Discovery’s new series “Gold Rush: Alaska” shows us a bunch of miners dealing not only with hazardous equipment and prowling bears but also the possibility that they may not earn any money at all. In fact, the father-son team leading the camp may lose their life savings.
While the characters and action on the show are interesting enough, the boom-or-bust question gives the series a compelling story arc that should keep viewers coming back for more. The recession angle is a plus.
In the premiere episode, airing this Friday, Dec. 3, at 10 p.m., we meet Jack Hoffman, who with his son Todd runs a small airport in Oregon. Their business has taken a hit in the recent economic turmoil, which also has sent the price of gold skyrocketing, so they decide to sell everything, invest $150,000 in mining equipment and go work a claim in Alaska.
They gather a crew of four newbies who are also suffering from hard times and have agreed to work for nothing unless the enterprise hits pay dirt. Three of them have some experience with heavy machinery, the exception being Jimmy Dorsey, who until recently worked in the quintessential pre-recession field, real estate.
The other guys lose some viewer sympathy by constantly blaming Jimmy for everything that goes wrong or warning him not to screw up.
The premiere starts slowly, with perhaps too much time spent showing us how the group gets the earth-moving equipment from Oregon to Alaska. The narrator makes much of the possibility that they might miss the weekly barge that goes from Seattle to a port in Alaska. In fact, the grim narration makes every obstacle, no matter how trivial, feel like a potential disaster.
Later, when they can’t cross a rickety bridge in Alaska with their big backhoe, they’re forced to ford the river upstream. Here, the action is genuinely suspenseful.
Other moments could just as easily been played for comedy, which would be a relief every now and then. Jack, who mined for gold in Alaska 30 years ago, is impatient and refuses to listen to the others. At one point he drives the backhoe into his truck. And rather than dig where small amounts of gold are likely to be found, he insists on randomly searching for what the miners call “glory holes”: big deposits at the bottom of buried ancient waterfalls.

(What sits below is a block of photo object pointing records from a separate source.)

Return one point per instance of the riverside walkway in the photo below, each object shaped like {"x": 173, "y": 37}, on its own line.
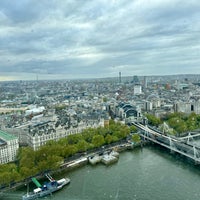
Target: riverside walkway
{"x": 174, "y": 144}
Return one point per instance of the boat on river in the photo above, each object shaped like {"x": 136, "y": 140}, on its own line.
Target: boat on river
{"x": 46, "y": 189}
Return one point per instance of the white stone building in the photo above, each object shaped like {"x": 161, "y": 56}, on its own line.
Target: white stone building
{"x": 41, "y": 138}
{"x": 9, "y": 145}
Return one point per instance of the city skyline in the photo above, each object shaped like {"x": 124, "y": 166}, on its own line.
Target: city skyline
{"x": 96, "y": 39}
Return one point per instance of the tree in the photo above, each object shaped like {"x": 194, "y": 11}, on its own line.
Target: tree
{"x": 152, "y": 120}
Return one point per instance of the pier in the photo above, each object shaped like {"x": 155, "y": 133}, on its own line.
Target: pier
{"x": 180, "y": 145}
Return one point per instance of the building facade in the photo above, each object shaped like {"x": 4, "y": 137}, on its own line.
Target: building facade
{"x": 40, "y": 138}
{"x": 9, "y": 146}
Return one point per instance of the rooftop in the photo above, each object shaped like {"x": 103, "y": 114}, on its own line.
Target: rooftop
{"x": 6, "y": 136}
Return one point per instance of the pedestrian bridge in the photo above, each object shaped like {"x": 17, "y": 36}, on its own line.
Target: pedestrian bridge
{"x": 182, "y": 145}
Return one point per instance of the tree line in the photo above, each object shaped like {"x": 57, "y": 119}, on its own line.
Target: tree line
{"x": 50, "y": 156}
{"x": 178, "y": 122}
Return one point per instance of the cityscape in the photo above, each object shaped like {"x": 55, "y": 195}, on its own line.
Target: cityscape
{"x": 29, "y": 116}
{"x": 99, "y": 100}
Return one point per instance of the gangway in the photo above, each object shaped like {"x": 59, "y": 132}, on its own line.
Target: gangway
{"x": 174, "y": 144}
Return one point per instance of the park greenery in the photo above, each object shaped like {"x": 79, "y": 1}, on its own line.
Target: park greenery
{"x": 50, "y": 156}
{"x": 175, "y": 123}
{"x": 30, "y": 163}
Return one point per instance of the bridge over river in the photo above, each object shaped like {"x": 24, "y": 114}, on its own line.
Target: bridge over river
{"x": 181, "y": 145}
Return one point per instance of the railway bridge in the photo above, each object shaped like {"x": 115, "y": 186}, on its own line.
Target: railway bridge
{"x": 180, "y": 145}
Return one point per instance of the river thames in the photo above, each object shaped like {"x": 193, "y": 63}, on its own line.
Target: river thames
{"x": 150, "y": 173}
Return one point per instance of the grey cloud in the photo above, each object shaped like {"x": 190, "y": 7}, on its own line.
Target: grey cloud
{"x": 97, "y": 38}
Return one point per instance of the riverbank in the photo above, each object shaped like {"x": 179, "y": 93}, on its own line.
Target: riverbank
{"x": 75, "y": 163}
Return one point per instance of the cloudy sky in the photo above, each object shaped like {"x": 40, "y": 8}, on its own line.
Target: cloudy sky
{"x": 98, "y": 38}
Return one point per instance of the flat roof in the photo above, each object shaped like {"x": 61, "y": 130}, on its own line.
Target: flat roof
{"x": 6, "y": 136}
{"x": 2, "y": 142}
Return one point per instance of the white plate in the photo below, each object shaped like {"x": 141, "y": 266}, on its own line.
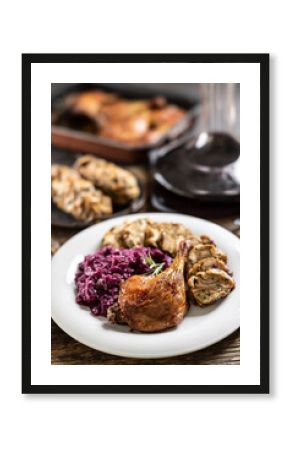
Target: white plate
{"x": 200, "y": 328}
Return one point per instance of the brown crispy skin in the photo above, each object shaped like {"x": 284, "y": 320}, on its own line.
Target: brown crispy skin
{"x": 155, "y": 303}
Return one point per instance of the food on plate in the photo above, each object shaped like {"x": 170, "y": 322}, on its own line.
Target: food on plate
{"x": 146, "y": 273}
{"x": 165, "y": 236}
{"x": 90, "y": 103}
{"x": 125, "y": 120}
{"x": 99, "y": 276}
{"x": 120, "y": 184}
{"x": 155, "y": 302}
{"x": 203, "y": 255}
{"x": 76, "y": 196}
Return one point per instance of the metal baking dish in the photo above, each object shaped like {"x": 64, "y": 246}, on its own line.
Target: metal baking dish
{"x": 80, "y": 141}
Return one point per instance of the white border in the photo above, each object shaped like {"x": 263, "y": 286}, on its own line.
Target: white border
{"x": 248, "y": 76}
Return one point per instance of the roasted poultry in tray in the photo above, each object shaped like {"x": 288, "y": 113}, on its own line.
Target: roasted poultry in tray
{"x": 155, "y": 303}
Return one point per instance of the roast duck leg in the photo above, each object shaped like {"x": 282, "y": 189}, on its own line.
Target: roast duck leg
{"x": 155, "y": 303}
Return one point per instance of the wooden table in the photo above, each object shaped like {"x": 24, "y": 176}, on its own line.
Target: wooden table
{"x": 65, "y": 350}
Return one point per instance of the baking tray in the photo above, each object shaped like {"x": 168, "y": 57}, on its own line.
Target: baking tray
{"x": 80, "y": 141}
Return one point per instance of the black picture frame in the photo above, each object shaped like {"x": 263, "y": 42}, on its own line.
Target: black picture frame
{"x": 263, "y": 60}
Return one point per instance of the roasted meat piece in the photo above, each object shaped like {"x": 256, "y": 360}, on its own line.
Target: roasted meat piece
{"x": 145, "y": 232}
{"x": 77, "y": 196}
{"x": 155, "y": 303}
{"x": 203, "y": 250}
{"x": 167, "y": 236}
{"x": 208, "y": 276}
{"x": 89, "y": 103}
{"x": 209, "y": 286}
{"x": 120, "y": 184}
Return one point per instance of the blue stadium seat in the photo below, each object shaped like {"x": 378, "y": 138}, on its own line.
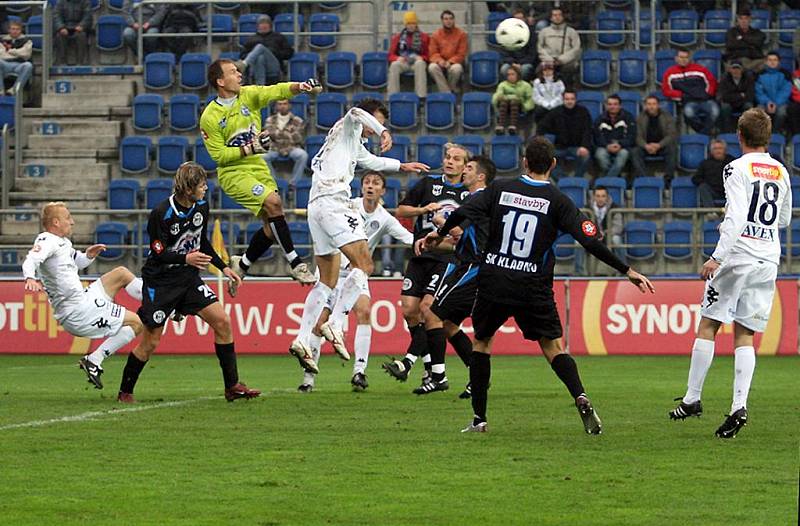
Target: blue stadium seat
{"x": 476, "y": 110}
{"x": 632, "y": 68}
{"x": 111, "y": 234}
{"x": 611, "y": 21}
{"x": 642, "y": 235}
{"x": 430, "y": 150}
{"x": 374, "y": 69}
{"x": 340, "y": 69}
{"x": 692, "y": 150}
{"x": 193, "y": 70}
{"x": 576, "y": 188}
{"x": 684, "y": 193}
{"x": 323, "y": 23}
{"x": 678, "y": 233}
{"x": 616, "y": 188}
{"x": 403, "y": 109}
{"x": 171, "y": 152}
{"x": 183, "y": 112}
{"x": 156, "y": 191}
{"x": 123, "y": 194}
{"x": 593, "y": 101}
{"x": 474, "y": 143}
{"x": 596, "y": 68}
{"x": 158, "y": 68}
{"x": 647, "y": 192}
{"x": 303, "y": 66}
{"x": 505, "y": 152}
{"x": 147, "y": 111}
{"x": 484, "y": 69}
{"x": 683, "y": 19}
{"x": 134, "y": 154}
{"x": 440, "y": 111}
{"x": 109, "y": 32}
{"x": 202, "y": 157}
{"x": 330, "y": 108}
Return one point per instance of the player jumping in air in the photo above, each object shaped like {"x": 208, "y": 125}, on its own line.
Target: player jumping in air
{"x": 52, "y": 264}
{"x": 377, "y": 222}
{"x": 179, "y": 250}
{"x": 740, "y": 274}
{"x": 516, "y": 277}
{"x": 336, "y": 226}
{"x": 231, "y": 129}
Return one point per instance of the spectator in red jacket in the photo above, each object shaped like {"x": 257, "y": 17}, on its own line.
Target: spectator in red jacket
{"x": 694, "y": 86}
{"x": 409, "y": 51}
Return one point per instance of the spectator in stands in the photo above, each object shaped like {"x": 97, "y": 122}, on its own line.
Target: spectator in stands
{"x": 513, "y": 96}
{"x": 448, "y": 50}
{"x": 286, "y": 133}
{"x": 408, "y": 51}
{"x": 708, "y": 178}
{"x": 524, "y": 58}
{"x": 548, "y": 91}
{"x": 130, "y": 35}
{"x": 560, "y": 44}
{"x": 736, "y": 94}
{"x": 15, "y": 57}
{"x": 694, "y": 86}
{"x": 745, "y": 43}
{"x": 656, "y": 134}
{"x": 773, "y": 89}
{"x": 264, "y": 53}
{"x": 571, "y": 124}
{"x": 72, "y": 21}
{"x": 614, "y": 136}
{"x": 179, "y": 18}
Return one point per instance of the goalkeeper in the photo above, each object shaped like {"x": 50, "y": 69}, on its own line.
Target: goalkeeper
{"x": 231, "y": 129}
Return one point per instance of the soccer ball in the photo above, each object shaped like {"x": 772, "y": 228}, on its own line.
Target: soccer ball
{"x": 512, "y": 34}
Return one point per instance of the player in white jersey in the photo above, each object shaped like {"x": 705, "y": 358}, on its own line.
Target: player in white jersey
{"x": 377, "y": 222}
{"x": 740, "y": 274}
{"x": 334, "y": 224}
{"x": 52, "y": 265}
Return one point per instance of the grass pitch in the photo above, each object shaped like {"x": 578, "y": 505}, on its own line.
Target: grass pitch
{"x": 69, "y": 455}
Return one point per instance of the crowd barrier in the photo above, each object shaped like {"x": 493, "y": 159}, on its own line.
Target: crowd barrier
{"x": 600, "y": 317}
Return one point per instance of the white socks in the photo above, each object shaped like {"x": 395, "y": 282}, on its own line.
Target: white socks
{"x": 362, "y": 342}
{"x": 744, "y": 364}
{"x": 702, "y": 354}
{"x": 115, "y": 343}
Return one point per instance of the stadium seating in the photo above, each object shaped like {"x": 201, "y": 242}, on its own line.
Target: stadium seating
{"x": 374, "y": 69}
{"x": 158, "y": 69}
{"x": 134, "y": 154}
{"x": 171, "y": 152}
{"x": 123, "y": 194}
{"x": 340, "y": 69}
{"x": 184, "y": 112}
{"x": 642, "y": 236}
{"x": 476, "y": 110}
{"x": 440, "y": 111}
{"x": 147, "y": 112}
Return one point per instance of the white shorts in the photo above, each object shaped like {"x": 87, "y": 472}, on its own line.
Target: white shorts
{"x": 741, "y": 292}
{"x": 97, "y": 316}
{"x": 333, "y": 224}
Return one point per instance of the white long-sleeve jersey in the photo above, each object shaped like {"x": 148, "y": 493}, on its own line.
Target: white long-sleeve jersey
{"x": 334, "y": 165}
{"x": 758, "y": 203}
{"x": 53, "y": 261}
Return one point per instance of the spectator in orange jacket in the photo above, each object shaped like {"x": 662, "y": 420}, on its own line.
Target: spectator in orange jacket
{"x": 409, "y": 51}
{"x": 694, "y": 86}
{"x": 448, "y": 52}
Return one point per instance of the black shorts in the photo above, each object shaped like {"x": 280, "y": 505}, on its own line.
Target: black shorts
{"x": 455, "y": 296}
{"x": 536, "y": 320}
{"x": 422, "y": 277}
{"x": 187, "y": 296}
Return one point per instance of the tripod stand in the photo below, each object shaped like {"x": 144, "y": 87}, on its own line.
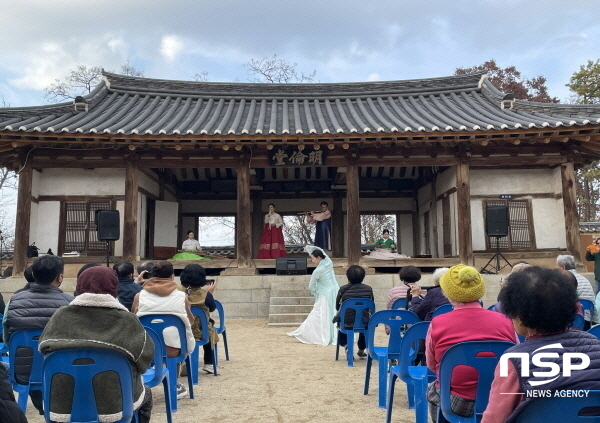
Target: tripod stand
{"x": 495, "y": 269}
{"x": 107, "y": 256}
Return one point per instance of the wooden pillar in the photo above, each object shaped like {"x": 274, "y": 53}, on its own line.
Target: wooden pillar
{"x": 567, "y": 173}
{"x": 243, "y": 222}
{"x": 257, "y": 222}
{"x": 131, "y": 208}
{"x": 23, "y": 222}
{"x": 337, "y": 226}
{"x": 465, "y": 238}
{"x": 352, "y": 202}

Jack could have been cast in an old Hollywood movie as a prospector. The other guys are a little less telegenic, but they’re easy to root for, especially when, in the second episode, the local black bears and grizzlies start moving closer to the camp.
At the end of that second episode, the future of the project is still unclear, but it’s likely many viewers will keep watching the series to see how things pan out.